Polícia Federal aponta que Eduardo Bolsonaro tentou enganar governo dos EUA para fins ilícitos

Relatório final indica que deputado buscou influenciar autoridades americanas e pressionar Donald Trump em benefício próprio

A Polícia Federal concluiu em relatório final que o deputado Eduardo Bolsonaro (PL-SP) tentou enganar o governo dos Estados Unidos para alcançar objetivos criminosos. O documento, que também indiciou o ex-presidente Jair Bolsonaro, detalha conversas em que Eduardo orienta o pai sobre como agir para não prejudicar sua atuação junto ao presidente Donald Trump.

Mensagens obtidas pela PF mostram Eduardo alertando sobre os riscos de comentários que pudessem irritar Trump ou comprometer sua estratégia. O relatório foi encaminhado pelo ministro Alexandre de Moraes à Procuradoria-Geral da República (PGR), que decidirá sobre nova denúncia ao STF.

Detalhes das conversas e estratégias

O relatório da Polícia Federal traz diversas conversas entre Eduardo Bolsonaro e o ex-presidente Jair Bolsonaro. Em uma das mensagens, Eduardo diz ao pai: “Torce para a inteligência americana não levar isso aqui ao conhecimento do Trump”, referindo-se a uma imagem não recuperada pela perícia. O deputado também alerta Jair Bolsonaro sobre a necessidade de evitar certos comentários para que sua atuação de pressão nos Estados Unidos não fosse prejudicada e não irritasse o então presidente Donald Trump.
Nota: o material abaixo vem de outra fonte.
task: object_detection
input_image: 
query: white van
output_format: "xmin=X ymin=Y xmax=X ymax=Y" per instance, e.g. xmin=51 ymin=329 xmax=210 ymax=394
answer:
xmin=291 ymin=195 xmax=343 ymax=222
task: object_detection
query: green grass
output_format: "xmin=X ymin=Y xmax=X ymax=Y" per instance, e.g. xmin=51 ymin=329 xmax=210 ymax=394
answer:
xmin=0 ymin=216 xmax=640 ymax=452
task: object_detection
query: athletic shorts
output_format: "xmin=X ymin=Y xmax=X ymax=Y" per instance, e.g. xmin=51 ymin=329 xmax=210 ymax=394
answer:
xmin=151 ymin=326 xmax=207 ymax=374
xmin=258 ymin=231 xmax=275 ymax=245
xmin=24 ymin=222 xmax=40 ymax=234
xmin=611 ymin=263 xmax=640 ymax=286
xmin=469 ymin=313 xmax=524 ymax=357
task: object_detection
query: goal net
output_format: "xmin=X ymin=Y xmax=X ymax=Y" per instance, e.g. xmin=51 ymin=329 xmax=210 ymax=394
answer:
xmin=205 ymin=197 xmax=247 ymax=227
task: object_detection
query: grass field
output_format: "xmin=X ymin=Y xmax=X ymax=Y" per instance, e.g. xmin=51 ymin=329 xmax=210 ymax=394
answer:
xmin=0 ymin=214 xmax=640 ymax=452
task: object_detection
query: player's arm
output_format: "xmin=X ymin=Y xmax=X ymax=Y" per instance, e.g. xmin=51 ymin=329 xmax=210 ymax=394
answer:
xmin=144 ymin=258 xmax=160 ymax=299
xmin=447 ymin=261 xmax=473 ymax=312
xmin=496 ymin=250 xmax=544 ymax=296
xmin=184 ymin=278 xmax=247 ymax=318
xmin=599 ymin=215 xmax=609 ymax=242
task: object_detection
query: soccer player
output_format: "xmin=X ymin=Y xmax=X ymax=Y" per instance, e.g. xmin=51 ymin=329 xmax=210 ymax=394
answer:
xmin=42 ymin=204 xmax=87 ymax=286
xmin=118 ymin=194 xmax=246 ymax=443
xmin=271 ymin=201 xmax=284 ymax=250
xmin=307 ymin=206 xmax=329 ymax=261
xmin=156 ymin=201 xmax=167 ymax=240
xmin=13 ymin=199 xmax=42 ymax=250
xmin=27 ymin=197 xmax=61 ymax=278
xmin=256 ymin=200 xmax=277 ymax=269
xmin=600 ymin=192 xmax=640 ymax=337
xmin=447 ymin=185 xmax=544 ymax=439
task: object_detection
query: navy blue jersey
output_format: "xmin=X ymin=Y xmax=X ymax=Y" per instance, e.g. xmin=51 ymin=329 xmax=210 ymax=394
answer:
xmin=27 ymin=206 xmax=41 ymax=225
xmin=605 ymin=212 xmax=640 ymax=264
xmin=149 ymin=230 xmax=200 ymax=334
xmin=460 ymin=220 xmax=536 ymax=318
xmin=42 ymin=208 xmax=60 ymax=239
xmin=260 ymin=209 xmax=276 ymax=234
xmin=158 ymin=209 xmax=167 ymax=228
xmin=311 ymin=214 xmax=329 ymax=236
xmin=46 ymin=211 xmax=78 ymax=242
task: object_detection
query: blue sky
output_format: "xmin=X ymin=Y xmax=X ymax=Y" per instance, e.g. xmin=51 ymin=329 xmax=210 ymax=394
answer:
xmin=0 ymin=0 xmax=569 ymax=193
Eduardo Bolsonaro destaca que era preciso cuidado, pois Trump poderia mudar de agenda e esquecer o Brasil. Em outra mensagem, ele afirma: “Aqui é tudo muito melindroso, qualquer coisinha afeta”, e completa: “Na situação de hoje, você nem precisa se preocupar com cadeia, você não será preso, mas tenho receio que por aqui as coisas mudem”.

Avaliação dos investigadores

Para os investigadores, as conversas revelam que pai e filho produziram provas substanciais sobre a tentativa de convencer Trump a agir contra o Brasil e ministros do Supremo Tribunal Federal (STF), buscando interromper o julgamento de uma ação penal. O relatório indica que Eduardo Bolsonaro deturpou fatos para atingir seus objetivos ilícitos.

O relatório da Polícia Federal afirma: “Constata-se, portanto, que os investigados atuaram com consciência e vontade no intuito de convencer autoridades governamentais estrangeiros, induzindo-as em erro, para aplicar sanções contra o Estado brasileiro e autoridades nacionais constituídas, de forma a satisfazer interesses pessoais ilícitos”.

O documento foi enviado pelo ministro Alexandre de Moraes à Procuradoria-Geral da República (PGR), que agora avaliará se apresenta nova denúncia ao Supremo Tribunal Federal (STF) contra Jair Bolsonaro e Eduardo Bolsonaro. O caso pode ter repercussão internacional, já que envolve tentativas de influenciar diretamente o governo dos Estados Unidos e pressionar o então presidente Donald Trump em assuntos internos do Brasil.

As investigações apontam que o relatório pode servir de alerta ao governo americano sobre a tentativa de manipulação de informações por parte de Eduardo Bolsonaro, em busca de sanções contra autoridades brasileiras.